La pausa caffè durante l’orario di lavoro è diventata ormai una abitudine consolidata tutta italiana. E’ quasi un rito che, in certi momenti della giornata, aiuta a rigenerare mente e corpo. Giusto concederla, sbagliato approfittarsene.

E’ opportuno, però, distinguere fra datore di lavoro privato e pubblico. Il primo, può essere più tollerante, ma anche più cinico nei confronti dei propri dipendenti.
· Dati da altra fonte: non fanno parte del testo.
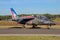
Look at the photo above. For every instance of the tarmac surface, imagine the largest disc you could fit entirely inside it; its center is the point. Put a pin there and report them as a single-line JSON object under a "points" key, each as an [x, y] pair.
{"points": [[29, 31]]}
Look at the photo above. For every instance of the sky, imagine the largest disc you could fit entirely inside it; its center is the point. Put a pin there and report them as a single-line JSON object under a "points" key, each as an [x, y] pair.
{"points": [[30, 6]]}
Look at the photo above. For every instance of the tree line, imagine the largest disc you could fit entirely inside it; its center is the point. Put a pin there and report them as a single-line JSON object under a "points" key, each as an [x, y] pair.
{"points": [[50, 16]]}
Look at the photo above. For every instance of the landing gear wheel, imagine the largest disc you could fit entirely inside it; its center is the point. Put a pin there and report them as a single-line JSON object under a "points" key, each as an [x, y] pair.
{"points": [[49, 26], [34, 26]]}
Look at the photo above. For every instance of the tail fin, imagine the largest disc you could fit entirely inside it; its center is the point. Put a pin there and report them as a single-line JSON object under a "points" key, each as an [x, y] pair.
{"points": [[14, 14]]}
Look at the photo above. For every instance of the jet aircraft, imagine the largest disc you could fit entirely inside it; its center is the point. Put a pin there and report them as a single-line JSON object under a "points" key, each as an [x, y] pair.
{"points": [[31, 20]]}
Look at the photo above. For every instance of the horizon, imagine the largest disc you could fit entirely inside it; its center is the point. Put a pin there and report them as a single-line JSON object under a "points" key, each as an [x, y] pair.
{"points": [[30, 6]]}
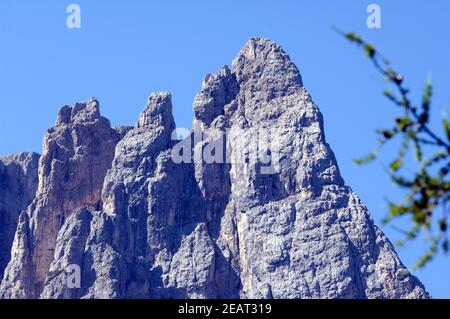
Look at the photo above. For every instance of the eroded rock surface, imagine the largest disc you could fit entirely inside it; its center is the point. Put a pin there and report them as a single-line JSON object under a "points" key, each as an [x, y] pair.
{"points": [[251, 204], [18, 185]]}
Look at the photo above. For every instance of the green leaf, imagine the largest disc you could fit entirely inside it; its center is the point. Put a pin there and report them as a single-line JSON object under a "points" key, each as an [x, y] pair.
{"points": [[396, 165], [367, 159]]}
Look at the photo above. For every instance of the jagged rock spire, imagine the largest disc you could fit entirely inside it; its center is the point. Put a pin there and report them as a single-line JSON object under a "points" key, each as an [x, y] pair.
{"points": [[273, 220]]}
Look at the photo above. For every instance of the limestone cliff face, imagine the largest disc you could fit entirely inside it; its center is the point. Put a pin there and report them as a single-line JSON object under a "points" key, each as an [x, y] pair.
{"points": [[250, 204], [18, 185]]}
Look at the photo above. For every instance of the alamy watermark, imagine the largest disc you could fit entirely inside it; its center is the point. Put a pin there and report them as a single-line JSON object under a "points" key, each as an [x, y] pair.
{"points": [[74, 19], [374, 19]]}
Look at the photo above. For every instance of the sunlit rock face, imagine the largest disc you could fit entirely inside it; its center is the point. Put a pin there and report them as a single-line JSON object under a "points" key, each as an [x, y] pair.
{"points": [[251, 204]]}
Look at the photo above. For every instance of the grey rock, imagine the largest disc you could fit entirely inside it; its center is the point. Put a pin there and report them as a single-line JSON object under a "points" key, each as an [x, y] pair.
{"points": [[250, 205], [18, 185], [77, 152]]}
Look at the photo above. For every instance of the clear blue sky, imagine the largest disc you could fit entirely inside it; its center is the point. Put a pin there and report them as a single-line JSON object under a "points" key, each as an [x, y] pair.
{"points": [[127, 49]]}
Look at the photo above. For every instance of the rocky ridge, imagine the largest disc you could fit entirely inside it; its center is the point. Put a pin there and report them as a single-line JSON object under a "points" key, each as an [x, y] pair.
{"points": [[250, 204]]}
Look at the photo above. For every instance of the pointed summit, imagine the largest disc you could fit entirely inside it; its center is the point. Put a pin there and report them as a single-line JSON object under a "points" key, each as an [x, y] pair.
{"points": [[263, 66]]}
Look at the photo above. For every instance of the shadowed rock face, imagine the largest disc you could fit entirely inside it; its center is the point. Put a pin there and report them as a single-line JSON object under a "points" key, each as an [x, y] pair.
{"points": [[18, 185], [270, 217]]}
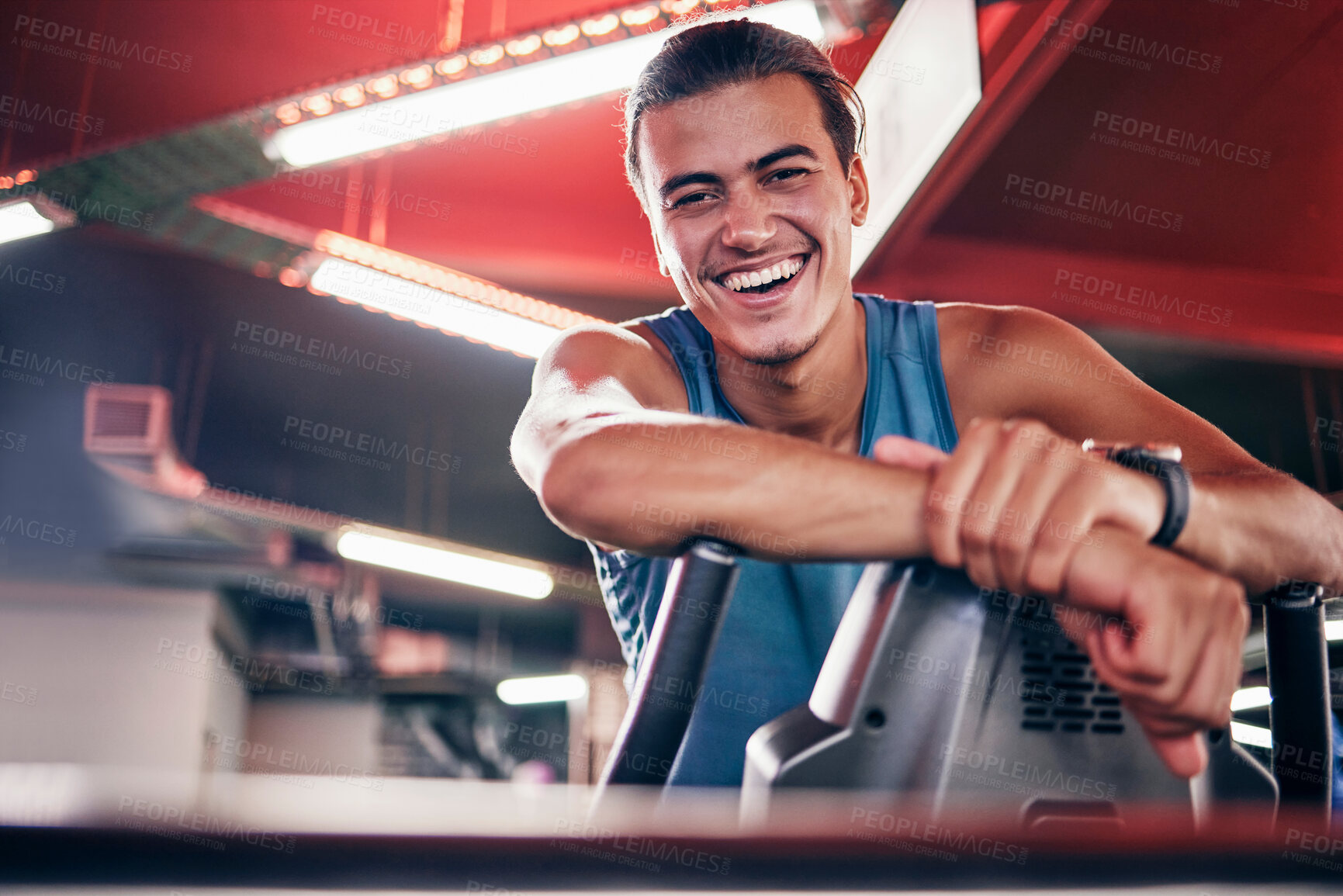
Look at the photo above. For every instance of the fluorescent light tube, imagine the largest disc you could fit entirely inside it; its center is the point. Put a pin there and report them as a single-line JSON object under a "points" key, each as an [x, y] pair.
{"points": [[449, 566], [542, 690], [19, 220], [514, 92], [1249, 699], [433, 306]]}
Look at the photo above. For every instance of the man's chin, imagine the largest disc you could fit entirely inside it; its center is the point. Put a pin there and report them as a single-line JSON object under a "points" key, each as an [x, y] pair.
{"points": [[779, 354]]}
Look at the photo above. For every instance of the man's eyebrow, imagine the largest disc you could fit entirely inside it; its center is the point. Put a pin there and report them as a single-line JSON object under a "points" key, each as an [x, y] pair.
{"points": [[709, 178]]}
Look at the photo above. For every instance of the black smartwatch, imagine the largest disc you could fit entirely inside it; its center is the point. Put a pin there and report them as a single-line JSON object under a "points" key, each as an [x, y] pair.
{"points": [[1161, 461]]}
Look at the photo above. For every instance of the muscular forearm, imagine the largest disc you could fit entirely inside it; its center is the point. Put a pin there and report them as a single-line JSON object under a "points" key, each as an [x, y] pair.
{"points": [[649, 480], [1263, 528]]}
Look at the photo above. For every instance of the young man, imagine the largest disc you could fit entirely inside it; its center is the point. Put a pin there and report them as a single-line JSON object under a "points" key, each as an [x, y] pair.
{"points": [[819, 429]]}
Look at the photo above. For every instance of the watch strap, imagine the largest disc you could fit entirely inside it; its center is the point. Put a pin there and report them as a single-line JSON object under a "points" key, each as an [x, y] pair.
{"points": [[1174, 479]]}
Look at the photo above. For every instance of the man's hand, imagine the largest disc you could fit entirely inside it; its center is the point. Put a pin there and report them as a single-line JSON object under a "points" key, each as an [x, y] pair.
{"points": [[1165, 633], [1016, 500]]}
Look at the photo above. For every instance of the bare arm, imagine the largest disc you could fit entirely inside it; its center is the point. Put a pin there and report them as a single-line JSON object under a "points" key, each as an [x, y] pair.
{"points": [[1248, 521], [610, 462]]}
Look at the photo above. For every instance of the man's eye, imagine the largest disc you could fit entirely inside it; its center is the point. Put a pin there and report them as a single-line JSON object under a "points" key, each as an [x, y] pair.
{"points": [[689, 198]]}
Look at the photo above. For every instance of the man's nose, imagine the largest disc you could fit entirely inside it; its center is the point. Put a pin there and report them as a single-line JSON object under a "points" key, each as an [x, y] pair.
{"points": [[749, 220]]}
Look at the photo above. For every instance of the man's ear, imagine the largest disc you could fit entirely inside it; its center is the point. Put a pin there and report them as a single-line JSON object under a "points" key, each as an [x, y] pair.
{"points": [[858, 195]]}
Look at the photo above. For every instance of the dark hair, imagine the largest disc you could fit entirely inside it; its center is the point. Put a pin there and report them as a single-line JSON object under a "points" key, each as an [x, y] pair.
{"points": [[722, 53]]}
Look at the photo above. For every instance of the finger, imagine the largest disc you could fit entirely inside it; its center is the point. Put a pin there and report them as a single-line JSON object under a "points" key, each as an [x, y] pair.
{"points": [[1206, 701], [997, 521], [1065, 525], [1185, 756], [954, 483], [896, 450], [1036, 490], [1143, 594]]}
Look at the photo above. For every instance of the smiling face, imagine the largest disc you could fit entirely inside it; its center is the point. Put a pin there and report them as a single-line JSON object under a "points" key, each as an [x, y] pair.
{"points": [[753, 213]]}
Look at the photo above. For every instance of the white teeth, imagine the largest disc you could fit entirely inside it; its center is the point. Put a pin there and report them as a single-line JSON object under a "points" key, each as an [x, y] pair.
{"points": [[782, 270]]}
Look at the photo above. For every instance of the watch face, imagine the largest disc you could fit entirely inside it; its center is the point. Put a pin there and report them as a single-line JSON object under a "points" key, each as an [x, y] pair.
{"points": [[1163, 451], [1151, 450]]}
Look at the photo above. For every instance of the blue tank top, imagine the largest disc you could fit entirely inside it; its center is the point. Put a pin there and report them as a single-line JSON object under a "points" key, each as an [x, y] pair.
{"points": [[782, 615]]}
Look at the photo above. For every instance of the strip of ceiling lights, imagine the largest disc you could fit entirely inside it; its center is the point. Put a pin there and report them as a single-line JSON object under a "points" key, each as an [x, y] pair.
{"points": [[442, 97]]}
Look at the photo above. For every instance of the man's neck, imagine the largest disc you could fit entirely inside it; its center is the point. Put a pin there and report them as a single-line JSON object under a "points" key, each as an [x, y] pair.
{"points": [[817, 396]]}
Il secondo deve rispondere a regole ben precise e a volte gli scandali balzano agli onori della cronaca.

Quando è tollerata la pausa caffè

Come noto, nella pubblica amministrazione, se ci si allontana dal posto di lavoro senza giustificato motivo o senza timbrare il badge, si incorre in un reato.

Quello di truffa ai danni dello Stato, punibile anche con il licenziamento.

Orbene, se l’assenza ingiustificata deriva da una pausa caffè di pochi minuti o per acquistare delle sigarette dal tabaccaio più vicino, è tollerata dalla prassi comune. Molti dirigenti pubblici chiudono un occhio sul comportamento dei dipendenti, non senza averli giustamente richiamati verbalmente.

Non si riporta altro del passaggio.